When Are Incentives Most Effective for Teachers and Students?
Two recent studies suggest teachers and students respond better to financial incentives when there’s an expectation that their advance rewards must be justified by their final achievement gains.
Last week, EWA’s Emily Richmond summarized an NBER study that gave different cash bonuses and at different times to teachers. The cohort that made the most gains in student test scores was the one that was dealt what arguably would have seemed to be the least enticing option: The $4,000 these teachers received upfront would have to be returned if their students didn’t improve. Meanwhile, the teachers who were promised $8,000—twice as much incentive, theoretically—after the results came in showed little to no improvement in student test scores.

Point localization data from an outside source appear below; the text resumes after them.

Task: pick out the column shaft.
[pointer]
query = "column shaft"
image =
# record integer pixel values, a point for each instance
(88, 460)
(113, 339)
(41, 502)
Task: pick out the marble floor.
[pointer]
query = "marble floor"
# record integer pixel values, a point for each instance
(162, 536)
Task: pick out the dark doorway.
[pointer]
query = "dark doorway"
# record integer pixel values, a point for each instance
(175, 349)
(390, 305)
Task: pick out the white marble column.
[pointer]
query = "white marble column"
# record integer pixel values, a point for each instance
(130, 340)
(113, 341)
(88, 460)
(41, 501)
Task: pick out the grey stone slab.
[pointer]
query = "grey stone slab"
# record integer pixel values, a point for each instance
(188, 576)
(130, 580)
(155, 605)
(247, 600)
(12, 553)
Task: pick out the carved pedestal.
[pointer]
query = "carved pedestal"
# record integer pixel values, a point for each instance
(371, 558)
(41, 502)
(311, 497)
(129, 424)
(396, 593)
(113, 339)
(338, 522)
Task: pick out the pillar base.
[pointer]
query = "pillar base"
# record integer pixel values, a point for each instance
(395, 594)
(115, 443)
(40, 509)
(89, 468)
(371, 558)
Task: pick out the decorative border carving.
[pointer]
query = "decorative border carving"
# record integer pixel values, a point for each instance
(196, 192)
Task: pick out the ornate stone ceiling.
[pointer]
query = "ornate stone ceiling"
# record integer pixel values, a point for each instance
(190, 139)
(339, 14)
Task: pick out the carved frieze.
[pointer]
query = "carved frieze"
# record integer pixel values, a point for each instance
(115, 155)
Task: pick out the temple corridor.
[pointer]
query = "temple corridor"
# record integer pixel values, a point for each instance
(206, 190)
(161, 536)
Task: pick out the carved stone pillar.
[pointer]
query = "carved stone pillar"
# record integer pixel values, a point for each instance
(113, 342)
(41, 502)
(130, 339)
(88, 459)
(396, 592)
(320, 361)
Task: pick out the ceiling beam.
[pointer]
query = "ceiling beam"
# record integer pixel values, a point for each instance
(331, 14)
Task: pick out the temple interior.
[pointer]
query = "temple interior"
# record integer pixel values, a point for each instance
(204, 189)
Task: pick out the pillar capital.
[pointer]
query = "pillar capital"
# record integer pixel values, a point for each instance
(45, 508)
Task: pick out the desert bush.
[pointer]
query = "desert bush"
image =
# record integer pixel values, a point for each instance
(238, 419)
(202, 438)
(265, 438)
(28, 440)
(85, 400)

Another NBER paper took a similar tack with students. The pupils who ultimately performed better were the ones given their prizes just before test time and asked to explain what they’d do with their cash or trophy. That study group made statistically significant gains over peers who were promised some keepsake or hard currency provided they did well on tests. Education Week’s Sarah Sparks sums up the outcome:
Researchers found students worked significantly harder to keep what they had than they did to win something new. They outperformed students working to earn cash or a trophy by as much as .17 of a standard deviation. In this context, the improvement was as great an effect as cutting class size by a third or greatly increasing the quality of the teacher, according to the study.
On the surface, the teacher incentive system where the educators had something to lose might seem different than the one that asked students to justify an award for an achievement they had yet to make. But the impulses at play actually might be similar, as one study deals with the economic concept of loss aversion (doing what’s necessary to hold on to what you have) and the other prompts students to engage in a “mental accounting,” as one researcher put it. That same researcher told EdWeek:
“People value something more when they have it already and they are at risk of losing it than when they don’t have it yet and it’s something to gain,” Ms. Sadoff said. “The trophy is something they can hold in their hands; it made it more salient.”
Overall, studies examining cash incentives for students have shown mixed results. Previous research suggests rewarding kids for reading (a type of input incentive) leads to better academic gains than awarding kids prizes for earning good marks (an output incentive). Rewarding teachers with extra money has other positive effects, like retaining teachers longer, but student gains tend not to be affected as a direct result of extra cash, even when considering attendance and GPAs. The incentives may even lead to student academic declines.
Is playing some form of “keep away” with prizes a trend that is likely to catch on in education? Is it a cruel standard or one that should be pursued if the data suggests it’s effective?